Spotlight on the OTV
The X-37B Orbital Test Vehicle (OTV) was developed by Boeing for the United States Air Force as an experimental test program to demonstrate technologies for a reliable, reusable, unmanned space test platform. Its primary objectives are to test reusable spacecraft technologies for America’s future in space, and for operating experiments, which can be returned to, and examined, on Earth.
NASA’s original X-37 program began in 1999 and was transferred to DARPA in 2004. It is now under the domain of the United States Space Force’s Delta 9, which was established and activated on July 24, 2020.
“Delta 9 Detachment 1 oversees operations of the X-37B Orbital Test Vehicle, an experimental program designed to demonstrate technologies for a reliable, reusable, unmanned space test platform for the U.S. Space Force,” the unit’s fact sheet explains.
In a testing procedure, the X-37B Orbital Test Vehicle taxis on the flightline March 30, 2010, at the Astrotech facility in Titusville, FLa. (Courtesy photo)
The U.S. Airforce’s X-37B Orbital Test Vehicle mission 4 after landing at NASA’s Kennedy Space Center Shuttle Landing Facility in Cape Canaveral, Florida, U.S., May 7, 2017. U.S. Air Force/Handout.
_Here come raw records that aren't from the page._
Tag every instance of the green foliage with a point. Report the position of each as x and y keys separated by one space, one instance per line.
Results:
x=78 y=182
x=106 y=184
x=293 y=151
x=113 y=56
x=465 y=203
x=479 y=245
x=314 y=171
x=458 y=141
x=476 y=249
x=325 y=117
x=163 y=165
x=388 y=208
Its mission is to prepare, present, and project assigned and attached forces for the purpose of conducting protect and defend operations and providing national decision authorities with response options to deter and, when necessary, defeat orbital threats.
Even as OTV-6 has set a new duration record for the X-37B program, at 781 days, it is far from the overall spaceflight mark, according to Space.com. Many Earth-observation satellites operate for 10 or more years, for example, while NASA’s Voyager 1 and Voyager 2 spacecraft are still alive in interstellar space, nearly 45 years after lifting off.